Turiel frowned and slapped it from her hands.
“Come now, I’ve let you live because I need to prove to you that
all of your lies and foolishness can’t keep me from the truth.
Don’t make me kill you before I do so. Then I’ll have to find
another witness, and this whole endeavor has been an untenable
waste of time already.” She paced to the map on the wall and held
the glowing crystal to it. “When I created the first keyhole,
naturally there was no portal point there, because the D’Karon had
only just arrived. And Teht only gave me a small list of points, in
the event I needed to contact them in a dire emergency. But I am
quite certain they would have created a portal point for the
keyhole as soon as they were able.” She peered at the most
northerly marked point on the map. “Ah, yes… they added
quite
a few more. But this one is the one I need.”
She again stirred the air with her staff,
summoning the swirling disk of black much more swiftly than she had
the first time.
“Yes…” she said. “Yes, I see where my mistake
was… This should be much smoother this time.”
There was no apparent fatigue in her voice as
she spoke, the spell being fueled directly from the thir gem in her
other hand.

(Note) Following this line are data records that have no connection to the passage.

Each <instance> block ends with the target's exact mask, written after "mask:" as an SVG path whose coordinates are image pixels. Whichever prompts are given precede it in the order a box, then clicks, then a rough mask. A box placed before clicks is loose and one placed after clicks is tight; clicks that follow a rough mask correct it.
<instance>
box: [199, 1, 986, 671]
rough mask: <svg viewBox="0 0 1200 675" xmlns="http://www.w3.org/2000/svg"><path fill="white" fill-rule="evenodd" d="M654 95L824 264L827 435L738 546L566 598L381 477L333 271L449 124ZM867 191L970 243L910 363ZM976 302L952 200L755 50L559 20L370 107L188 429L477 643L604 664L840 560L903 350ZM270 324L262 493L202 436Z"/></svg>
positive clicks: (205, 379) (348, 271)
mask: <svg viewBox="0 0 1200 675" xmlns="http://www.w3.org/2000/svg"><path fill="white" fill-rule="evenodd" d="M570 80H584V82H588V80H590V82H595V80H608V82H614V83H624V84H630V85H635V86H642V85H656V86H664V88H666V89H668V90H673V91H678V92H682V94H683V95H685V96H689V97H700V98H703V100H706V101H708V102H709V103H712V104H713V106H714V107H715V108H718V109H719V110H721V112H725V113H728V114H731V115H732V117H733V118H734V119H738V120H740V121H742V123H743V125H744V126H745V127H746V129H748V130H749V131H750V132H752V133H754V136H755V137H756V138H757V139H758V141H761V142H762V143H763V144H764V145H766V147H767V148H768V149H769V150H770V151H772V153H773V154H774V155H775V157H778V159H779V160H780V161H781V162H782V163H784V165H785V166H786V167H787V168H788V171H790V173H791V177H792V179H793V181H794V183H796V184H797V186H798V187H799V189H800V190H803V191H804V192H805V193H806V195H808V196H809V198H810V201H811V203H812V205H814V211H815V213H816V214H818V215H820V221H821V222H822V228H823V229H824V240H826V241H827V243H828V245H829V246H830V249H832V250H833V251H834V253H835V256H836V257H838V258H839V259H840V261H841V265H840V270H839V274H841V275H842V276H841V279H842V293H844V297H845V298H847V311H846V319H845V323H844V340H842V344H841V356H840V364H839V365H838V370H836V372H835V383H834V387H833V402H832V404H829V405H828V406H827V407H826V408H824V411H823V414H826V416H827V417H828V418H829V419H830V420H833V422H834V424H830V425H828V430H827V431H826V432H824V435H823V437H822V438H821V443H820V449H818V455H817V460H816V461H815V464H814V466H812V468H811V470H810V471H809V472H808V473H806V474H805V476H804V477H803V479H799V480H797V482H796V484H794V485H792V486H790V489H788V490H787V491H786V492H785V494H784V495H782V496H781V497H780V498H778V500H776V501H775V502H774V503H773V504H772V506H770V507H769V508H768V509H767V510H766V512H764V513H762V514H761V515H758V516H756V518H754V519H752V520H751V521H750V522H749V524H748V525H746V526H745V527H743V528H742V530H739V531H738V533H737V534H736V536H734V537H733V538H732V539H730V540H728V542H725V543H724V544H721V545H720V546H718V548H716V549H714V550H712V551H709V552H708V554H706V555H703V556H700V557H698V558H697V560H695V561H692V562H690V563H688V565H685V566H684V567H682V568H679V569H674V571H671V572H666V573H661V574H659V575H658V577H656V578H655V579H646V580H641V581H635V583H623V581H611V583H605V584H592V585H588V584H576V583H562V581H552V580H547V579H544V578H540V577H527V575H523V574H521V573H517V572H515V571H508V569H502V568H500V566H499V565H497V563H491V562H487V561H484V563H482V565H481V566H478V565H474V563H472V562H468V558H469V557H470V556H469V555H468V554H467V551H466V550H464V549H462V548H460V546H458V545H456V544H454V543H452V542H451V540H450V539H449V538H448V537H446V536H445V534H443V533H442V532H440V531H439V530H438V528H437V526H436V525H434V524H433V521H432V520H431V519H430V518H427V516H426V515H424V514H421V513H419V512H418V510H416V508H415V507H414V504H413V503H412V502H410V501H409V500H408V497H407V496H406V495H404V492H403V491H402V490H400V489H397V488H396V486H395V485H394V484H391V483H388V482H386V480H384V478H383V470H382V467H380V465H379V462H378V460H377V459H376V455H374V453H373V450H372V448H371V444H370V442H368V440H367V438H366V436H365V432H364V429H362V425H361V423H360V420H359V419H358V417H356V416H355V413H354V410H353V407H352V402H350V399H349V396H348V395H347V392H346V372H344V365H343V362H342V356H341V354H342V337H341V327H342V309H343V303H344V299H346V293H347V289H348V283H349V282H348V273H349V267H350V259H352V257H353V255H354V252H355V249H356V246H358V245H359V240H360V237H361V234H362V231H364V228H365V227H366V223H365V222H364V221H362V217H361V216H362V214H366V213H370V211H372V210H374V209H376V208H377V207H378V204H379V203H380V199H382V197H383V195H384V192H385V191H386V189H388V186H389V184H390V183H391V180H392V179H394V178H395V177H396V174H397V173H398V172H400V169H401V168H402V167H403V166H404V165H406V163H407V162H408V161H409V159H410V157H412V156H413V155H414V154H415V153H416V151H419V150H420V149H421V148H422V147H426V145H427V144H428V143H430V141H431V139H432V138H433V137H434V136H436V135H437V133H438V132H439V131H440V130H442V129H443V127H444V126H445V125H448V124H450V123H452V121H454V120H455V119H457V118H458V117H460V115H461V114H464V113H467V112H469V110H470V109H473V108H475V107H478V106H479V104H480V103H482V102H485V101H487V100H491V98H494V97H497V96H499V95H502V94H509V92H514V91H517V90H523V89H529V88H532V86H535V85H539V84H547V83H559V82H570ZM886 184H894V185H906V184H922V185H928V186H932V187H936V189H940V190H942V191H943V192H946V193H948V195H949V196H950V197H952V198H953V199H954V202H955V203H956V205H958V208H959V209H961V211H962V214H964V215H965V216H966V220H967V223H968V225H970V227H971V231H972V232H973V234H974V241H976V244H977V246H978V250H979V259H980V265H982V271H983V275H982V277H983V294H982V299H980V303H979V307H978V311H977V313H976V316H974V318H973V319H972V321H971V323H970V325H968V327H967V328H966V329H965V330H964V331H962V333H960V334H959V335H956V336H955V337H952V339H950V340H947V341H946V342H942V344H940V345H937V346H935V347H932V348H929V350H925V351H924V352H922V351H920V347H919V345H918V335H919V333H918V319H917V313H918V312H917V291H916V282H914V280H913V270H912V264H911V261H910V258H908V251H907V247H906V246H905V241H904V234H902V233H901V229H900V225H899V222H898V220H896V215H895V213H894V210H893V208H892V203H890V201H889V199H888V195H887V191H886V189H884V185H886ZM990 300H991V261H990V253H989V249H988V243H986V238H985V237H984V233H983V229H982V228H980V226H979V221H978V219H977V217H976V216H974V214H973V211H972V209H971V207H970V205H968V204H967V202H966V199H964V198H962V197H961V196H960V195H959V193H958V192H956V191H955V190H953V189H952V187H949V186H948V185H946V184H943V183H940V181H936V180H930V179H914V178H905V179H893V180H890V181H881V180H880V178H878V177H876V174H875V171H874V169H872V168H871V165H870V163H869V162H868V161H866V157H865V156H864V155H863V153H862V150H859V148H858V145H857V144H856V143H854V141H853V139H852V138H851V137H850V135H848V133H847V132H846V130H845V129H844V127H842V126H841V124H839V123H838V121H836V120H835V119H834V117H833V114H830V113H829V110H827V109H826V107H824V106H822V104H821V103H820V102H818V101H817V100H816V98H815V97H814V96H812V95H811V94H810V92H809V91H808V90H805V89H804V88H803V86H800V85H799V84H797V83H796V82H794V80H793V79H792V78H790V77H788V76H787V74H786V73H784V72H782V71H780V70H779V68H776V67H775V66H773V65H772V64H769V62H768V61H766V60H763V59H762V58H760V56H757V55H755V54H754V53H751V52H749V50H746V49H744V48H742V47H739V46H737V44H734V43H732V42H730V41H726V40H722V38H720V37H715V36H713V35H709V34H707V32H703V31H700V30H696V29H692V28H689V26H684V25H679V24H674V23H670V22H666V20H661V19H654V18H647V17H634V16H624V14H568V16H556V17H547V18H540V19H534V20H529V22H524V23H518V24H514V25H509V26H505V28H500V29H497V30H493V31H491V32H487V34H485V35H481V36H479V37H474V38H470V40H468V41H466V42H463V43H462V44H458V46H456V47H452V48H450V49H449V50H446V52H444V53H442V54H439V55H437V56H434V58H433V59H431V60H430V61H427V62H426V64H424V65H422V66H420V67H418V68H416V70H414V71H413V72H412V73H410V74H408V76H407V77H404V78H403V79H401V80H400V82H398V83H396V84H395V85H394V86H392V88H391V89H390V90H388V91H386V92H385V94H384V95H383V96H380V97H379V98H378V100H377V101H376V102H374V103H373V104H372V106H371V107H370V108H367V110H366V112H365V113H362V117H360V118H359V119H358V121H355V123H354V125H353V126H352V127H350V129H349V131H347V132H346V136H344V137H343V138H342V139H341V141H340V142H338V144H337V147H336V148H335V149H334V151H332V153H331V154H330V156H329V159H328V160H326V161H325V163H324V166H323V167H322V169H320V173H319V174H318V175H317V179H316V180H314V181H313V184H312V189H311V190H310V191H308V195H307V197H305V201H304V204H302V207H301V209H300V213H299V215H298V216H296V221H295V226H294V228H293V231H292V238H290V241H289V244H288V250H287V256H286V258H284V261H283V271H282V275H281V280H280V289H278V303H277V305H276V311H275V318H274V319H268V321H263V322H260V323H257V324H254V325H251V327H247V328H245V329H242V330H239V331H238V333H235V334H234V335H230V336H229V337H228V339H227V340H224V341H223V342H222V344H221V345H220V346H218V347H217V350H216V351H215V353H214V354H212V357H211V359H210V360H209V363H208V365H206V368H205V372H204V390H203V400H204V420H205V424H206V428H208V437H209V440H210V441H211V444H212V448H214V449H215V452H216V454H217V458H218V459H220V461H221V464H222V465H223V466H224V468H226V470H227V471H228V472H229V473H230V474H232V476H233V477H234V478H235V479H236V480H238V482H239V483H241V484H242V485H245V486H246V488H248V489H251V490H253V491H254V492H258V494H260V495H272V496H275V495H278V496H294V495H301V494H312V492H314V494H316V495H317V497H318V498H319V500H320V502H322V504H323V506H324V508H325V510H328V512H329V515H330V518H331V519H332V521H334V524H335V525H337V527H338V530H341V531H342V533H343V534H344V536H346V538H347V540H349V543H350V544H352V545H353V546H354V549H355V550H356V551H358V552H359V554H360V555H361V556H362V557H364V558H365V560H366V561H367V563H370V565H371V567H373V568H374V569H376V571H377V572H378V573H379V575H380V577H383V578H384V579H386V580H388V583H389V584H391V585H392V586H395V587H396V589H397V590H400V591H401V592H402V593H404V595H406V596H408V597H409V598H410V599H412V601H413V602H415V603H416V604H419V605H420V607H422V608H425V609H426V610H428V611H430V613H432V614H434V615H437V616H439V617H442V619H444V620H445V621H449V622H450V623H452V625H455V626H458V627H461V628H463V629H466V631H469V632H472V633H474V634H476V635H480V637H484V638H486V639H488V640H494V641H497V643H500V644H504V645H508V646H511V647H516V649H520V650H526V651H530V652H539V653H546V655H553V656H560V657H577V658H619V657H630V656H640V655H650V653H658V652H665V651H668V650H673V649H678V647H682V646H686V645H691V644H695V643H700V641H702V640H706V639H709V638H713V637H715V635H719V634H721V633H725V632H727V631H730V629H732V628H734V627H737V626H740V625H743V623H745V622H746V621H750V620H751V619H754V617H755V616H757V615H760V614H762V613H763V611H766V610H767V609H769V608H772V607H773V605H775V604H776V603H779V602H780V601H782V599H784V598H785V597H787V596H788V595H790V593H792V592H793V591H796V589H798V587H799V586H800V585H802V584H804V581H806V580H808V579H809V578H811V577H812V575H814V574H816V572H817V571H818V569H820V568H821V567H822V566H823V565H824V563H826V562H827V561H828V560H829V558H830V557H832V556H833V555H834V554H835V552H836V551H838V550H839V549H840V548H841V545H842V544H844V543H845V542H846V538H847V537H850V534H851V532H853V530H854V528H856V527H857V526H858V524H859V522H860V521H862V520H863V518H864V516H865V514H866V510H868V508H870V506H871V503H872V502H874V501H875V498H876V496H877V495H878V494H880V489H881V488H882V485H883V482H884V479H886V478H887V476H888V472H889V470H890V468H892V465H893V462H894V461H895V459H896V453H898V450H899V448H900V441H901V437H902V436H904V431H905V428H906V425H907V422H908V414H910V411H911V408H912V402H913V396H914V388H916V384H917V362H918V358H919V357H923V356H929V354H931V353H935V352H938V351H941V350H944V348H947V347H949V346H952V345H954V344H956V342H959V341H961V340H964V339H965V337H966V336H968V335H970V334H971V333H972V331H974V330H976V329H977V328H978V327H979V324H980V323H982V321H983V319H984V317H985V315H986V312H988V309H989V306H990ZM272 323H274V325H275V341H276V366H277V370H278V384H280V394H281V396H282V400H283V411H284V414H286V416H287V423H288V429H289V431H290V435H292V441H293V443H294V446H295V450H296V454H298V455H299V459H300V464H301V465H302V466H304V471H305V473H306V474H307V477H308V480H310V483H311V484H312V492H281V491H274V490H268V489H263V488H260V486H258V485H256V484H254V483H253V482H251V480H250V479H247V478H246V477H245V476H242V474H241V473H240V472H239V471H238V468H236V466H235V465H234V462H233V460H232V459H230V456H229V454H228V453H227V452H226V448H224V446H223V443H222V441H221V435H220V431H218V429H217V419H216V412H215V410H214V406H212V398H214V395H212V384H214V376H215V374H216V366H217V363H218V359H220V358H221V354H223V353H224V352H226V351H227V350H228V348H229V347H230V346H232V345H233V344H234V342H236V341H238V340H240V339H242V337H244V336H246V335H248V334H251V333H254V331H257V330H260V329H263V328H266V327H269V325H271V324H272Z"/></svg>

When the black disk was through growing and the portal
itself began to open, it filled the room with a vicious, biting
cold wind. Turiel discarded the expended gem and grasped Kintalla’s
tunic again, hauling her up.
“What… what have you done?” the young mystic
asked.
Turiel and Kintalla peered through the
portal. The sun had set, and in the dim light of the moon filtering
through the clouds it was difficult to see more than vague forms
through the portal. There didn’t seem to be any ground beneath it,
and now and again something would slide past the portal with a
ponderous, pivoting motion.
“Curious… I am not entirely certain this
portal is properly aligned,” Turiel said.
“You… you can simply open doors to other
parts of the world?”
Turiel dropped the expended thir gem into the
chest and retrieved the final one, smaller than the others, and
tucked it into a pouch within her robes. “I wouldn’t call it
simple
. Now, let me see.” She leaned though the portal. “Ah.
There seems to be something solid not far down. If you survive the
fall, do let me know.”
Before Kintalla could object, Turiel pushed
her through the portal. The young woman screamed in terror for a
few moments, then cried out in surprise and discomfort amid the
rustle of leaves and the cracking of twigs.